I was reading an article in the Daily Mail today by the paper’s great sports writer Paul Hayward. He was writing about crowds. Last weekend, he went to a rugby match, where the crowd behaved beautifully: ‘no swearing, no vile chanting, no abuse of the referee, no baiting of opposition fans.’
The next day he went to a football match. How was the crowd? Full of obscene gestures and nasty abuse. And it suddenly occurred to me that a mystery had been solved, which is: why, when rugby players hit each other, do the commentators not seem to mind? The same question can be phrased in a different way - why, when footballers get even mildly aggressive with each other, do the commentators go spare?
And here’s the answer: it’s the crowds.

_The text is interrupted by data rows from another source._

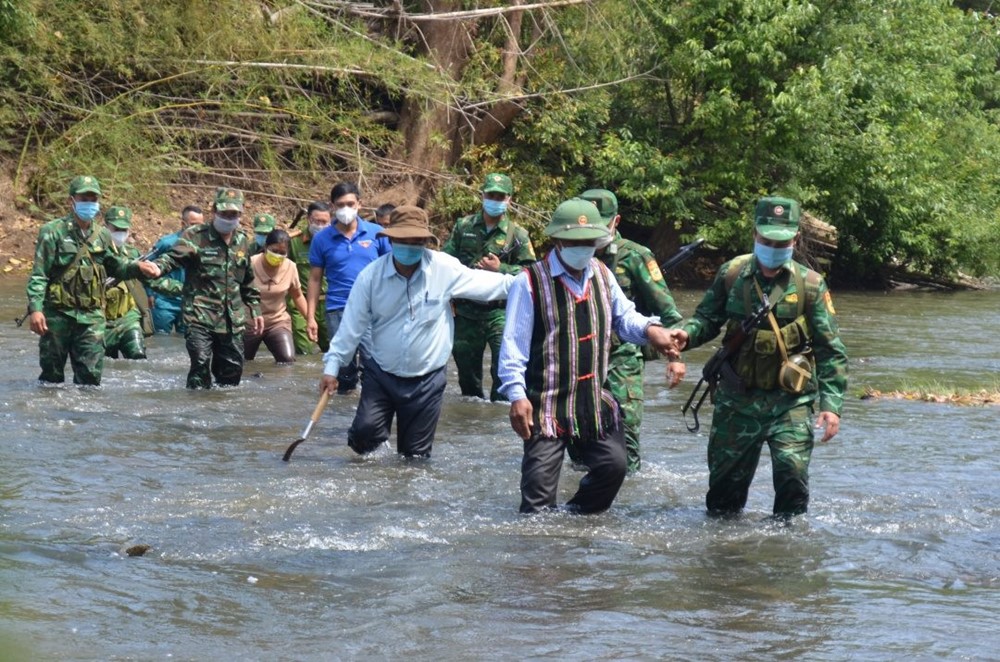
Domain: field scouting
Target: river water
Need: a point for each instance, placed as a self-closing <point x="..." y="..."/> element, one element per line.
<point x="331" y="556"/>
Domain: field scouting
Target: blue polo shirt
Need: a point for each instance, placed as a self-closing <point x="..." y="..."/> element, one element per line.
<point x="343" y="259"/>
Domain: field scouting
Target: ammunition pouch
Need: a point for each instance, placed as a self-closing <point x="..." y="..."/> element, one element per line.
<point x="79" y="287"/>
<point x="795" y="374"/>
<point x="761" y="363"/>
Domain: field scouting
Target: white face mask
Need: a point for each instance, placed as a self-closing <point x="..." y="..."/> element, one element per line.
<point x="225" y="225"/>
<point x="346" y="215"/>
<point x="576" y="257"/>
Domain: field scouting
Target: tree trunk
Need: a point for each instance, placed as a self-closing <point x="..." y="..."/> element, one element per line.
<point x="431" y="135"/>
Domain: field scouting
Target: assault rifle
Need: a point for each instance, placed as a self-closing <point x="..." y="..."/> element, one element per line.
<point x="718" y="367"/>
<point x="682" y="255"/>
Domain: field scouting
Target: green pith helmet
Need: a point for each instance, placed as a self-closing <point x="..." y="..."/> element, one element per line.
<point x="228" y="199"/>
<point x="576" y="219"/>
<point x="777" y="219"/>
<point x="118" y="217"/>
<point x="84" y="184"/>
<point x="263" y="223"/>
<point x="605" y="200"/>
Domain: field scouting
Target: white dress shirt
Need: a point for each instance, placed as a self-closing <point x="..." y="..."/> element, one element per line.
<point x="412" y="326"/>
<point x="626" y="322"/>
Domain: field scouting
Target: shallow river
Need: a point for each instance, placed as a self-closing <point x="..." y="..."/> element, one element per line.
<point x="332" y="556"/>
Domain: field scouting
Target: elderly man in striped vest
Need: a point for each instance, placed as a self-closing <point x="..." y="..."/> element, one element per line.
<point x="554" y="362"/>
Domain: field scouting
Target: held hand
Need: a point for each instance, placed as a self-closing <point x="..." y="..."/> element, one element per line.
<point x="489" y="263"/>
<point x="679" y="337"/>
<point x="520" y="418"/>
<point x="831" y="422"/>
<point x="37" y="322"/>
<point x="149" y="269"/>
<point x="329" y="384"/>
<point x="662" y="341"/>
<point x="675" y="373"/>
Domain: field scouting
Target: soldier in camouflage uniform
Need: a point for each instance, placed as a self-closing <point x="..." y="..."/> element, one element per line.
<point x="218" y="292"/>
<point x="639" y="276"/>
<point x="487" y="240"/>
<point x="66" y="288"/>
<point x="318" y="218"/>
<point x="761" y="398"/>
<point x="127" y="307"/>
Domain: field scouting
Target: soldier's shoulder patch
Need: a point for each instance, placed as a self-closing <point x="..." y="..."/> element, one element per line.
<point x="654" y="269"/>
<point x="828" y="300"/>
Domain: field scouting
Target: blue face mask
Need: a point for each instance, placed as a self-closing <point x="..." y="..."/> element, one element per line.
<point x="770" y="257"/>
<point x="494" y="208"/>
<point x="577" y="257"/>
<point x="407" y="255"/>
<point x="86" y="211"/>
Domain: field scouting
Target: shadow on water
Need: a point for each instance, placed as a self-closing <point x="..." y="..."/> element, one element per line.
<point x="336" y="556"/>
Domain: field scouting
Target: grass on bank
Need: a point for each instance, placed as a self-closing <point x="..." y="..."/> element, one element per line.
<point x="939" y="393"/>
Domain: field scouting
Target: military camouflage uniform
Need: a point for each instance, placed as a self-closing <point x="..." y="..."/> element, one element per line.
<point x="481" y="324"/>
<point x="298" y="252"/>
<point x="638" y="274"/>
<point x="217" y="293"/>
<point x="124" y="332"/>
<point x="73" y="305"/>
<point x="742" y="422"/>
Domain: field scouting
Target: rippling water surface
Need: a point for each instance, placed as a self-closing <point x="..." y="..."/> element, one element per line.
<point x="335" y="556"/>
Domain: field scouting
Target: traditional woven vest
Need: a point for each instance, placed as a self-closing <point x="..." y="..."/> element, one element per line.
<point x="568" y="363"/>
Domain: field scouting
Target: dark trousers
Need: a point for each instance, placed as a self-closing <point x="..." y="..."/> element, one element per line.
<point x="542" y="463"/>
<point x="218" y="355"/>
<point x="414" y="401"/>
<point x="278" y="341"/>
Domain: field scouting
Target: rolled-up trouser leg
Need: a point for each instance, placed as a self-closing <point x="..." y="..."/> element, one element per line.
<point x="373" y="418"/>
<point x="227" y="358"/>
<point x="605" y="459"/>
<point x="198" y="341"/>
<point x="540" y="469"/>
<point x="132" y="343"/>
<point x="418" y="408"/>
<point x="280" y="343"/>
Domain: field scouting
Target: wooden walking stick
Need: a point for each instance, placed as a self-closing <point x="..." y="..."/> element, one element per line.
<point x="317" y="412"/>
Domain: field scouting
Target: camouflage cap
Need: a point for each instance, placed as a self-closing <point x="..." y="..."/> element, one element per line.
<point x="576" y="219"/>
<point x="84" y="184"/>
<point x="499" y="183"/>
<point x="228" y="199"/>
<point x="777" y="219"/>
<point x="119" y="217"/>
<point x="605" y="200"/>
<point x="263" y="223"/>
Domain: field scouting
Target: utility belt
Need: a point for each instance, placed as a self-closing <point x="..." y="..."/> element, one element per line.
<point x="481" y="305"/>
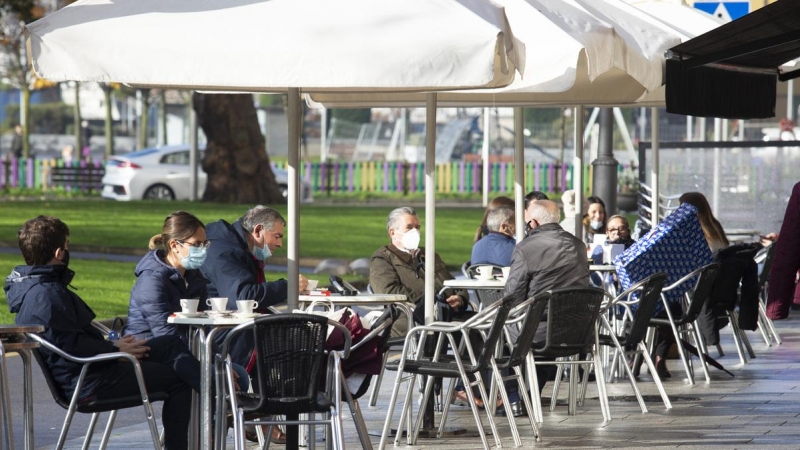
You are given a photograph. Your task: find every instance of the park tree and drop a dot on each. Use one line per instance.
(236, 160)
(14, 14)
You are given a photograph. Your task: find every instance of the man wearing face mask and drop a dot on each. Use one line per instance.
(39, 293)
(398, 268)
(235, 263)
(497, 246)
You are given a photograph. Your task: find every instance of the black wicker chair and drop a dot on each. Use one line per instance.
(94, 407)
(571, 330)
(685, 322)
(632, 318)
(295, 376)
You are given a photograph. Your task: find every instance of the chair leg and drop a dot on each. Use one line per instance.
(737, 336)
(107, 433)
(87, 439)
(373, 395)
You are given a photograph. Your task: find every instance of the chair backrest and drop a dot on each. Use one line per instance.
(494, 333)
(291, 357)
(55, 389)
(533, 316)
(770, 254)
(649, 298)
(571, 316)
(701, 292)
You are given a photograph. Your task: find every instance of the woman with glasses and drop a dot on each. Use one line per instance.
(169, 272)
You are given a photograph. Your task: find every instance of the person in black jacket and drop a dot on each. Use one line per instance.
(37, 292)
(234, 266)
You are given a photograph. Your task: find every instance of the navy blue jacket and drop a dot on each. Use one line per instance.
(494, 248)
(157, 293)
(232, 272)
(39, 296)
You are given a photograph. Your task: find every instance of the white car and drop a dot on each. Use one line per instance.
(162, 173)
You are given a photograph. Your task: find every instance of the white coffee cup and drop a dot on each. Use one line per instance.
(485, 272)
(217, 303)
(246, 306)
(189, 305)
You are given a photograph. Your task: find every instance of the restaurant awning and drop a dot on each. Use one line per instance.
(732, 71)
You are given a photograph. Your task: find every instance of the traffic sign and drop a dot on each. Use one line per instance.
(730, 10)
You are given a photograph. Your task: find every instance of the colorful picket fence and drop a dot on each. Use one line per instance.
(349, 177)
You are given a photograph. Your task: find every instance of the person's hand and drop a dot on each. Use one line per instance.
(130, 345)
(455, 302)
(303, 283)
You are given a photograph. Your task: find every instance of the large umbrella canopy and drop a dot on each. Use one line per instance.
(592, 52)
(260, 45)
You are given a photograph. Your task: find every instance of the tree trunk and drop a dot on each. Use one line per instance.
(236, 160)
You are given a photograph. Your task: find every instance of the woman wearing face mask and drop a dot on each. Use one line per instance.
(594, 221)
(168, 273)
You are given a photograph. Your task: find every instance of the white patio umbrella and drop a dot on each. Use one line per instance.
(279, 46)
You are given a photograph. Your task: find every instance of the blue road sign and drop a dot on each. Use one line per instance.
(724, 10)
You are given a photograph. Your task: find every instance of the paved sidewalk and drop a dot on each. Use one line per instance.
(758, 408)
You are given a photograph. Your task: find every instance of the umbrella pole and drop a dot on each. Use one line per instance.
(293, 200)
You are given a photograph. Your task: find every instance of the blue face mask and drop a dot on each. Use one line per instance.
(195, 258)
(262, 253)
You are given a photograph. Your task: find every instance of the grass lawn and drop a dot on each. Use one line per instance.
(326, 231)
(339, 231)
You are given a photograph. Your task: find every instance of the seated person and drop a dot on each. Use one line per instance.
(165, 275)
(496, 202)
(496, 247)
(594, 220)
(38, 294)
(617, 232)
(399, 268)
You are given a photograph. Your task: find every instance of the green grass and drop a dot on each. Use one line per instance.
(326, 231)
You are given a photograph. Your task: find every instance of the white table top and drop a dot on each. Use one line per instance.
(205, 320)
(353, 299)
(475, 284)
(602, 268)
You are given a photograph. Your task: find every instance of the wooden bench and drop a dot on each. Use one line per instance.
(79, 178)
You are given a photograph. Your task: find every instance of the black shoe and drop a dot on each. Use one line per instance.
(517, 409)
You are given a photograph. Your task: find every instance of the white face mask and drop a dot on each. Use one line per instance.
(410, 239)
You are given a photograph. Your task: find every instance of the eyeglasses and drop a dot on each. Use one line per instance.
(200, 244)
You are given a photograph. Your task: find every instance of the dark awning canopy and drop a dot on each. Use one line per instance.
(731, 71)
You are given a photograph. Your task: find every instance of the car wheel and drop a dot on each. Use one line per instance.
(159, 192)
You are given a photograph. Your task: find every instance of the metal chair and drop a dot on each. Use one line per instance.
(95, 407)
(418, 364)
(765, 324)
(295, 376)
(635, 306)
(685, 323)
(571, 330)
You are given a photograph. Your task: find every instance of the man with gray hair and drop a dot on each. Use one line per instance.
(497, 246)
(235, 260)
(547, 258)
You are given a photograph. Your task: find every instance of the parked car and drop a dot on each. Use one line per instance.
(162, 173)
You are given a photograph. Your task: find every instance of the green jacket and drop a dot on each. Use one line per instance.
(393, 271)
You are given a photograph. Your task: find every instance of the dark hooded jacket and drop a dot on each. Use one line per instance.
(38, 295)
(157, 293)
(232, 271)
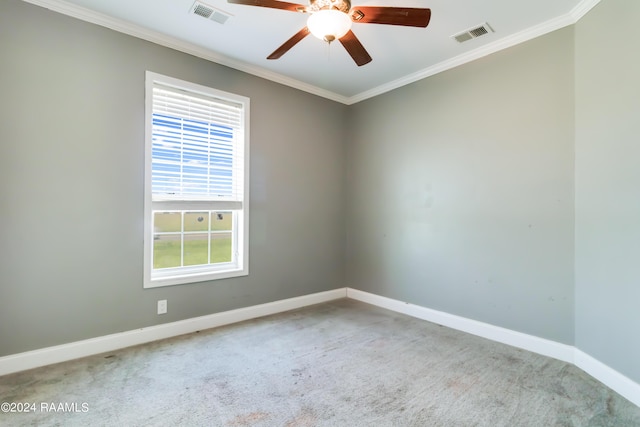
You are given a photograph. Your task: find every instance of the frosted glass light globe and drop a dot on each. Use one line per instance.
(329, 25)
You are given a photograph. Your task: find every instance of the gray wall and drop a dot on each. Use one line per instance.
(608, 185)
(71, 184)
(461, 191)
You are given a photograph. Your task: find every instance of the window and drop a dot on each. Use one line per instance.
(196, 183)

The crowds, having completely separate traditions, must be treated quite differently. Rugby crowds are made up of adults, which means they can be served X-rated fare. Football crowds, on the other hand, are, effectively, angry toddlers - so all violence on the pitch must be censured very strictly, to set a good example.
Just watch a ‘brawl’ on the pitch at a football match. It’s mostly people bitching at each other. And then look at what happens in a rugby ruck, every few minutes of every game: gouging, punching, stamping. And all of this makes me ask another question: what on earth will happen to football when the fans, as seems inevitable, eventually clean up their act?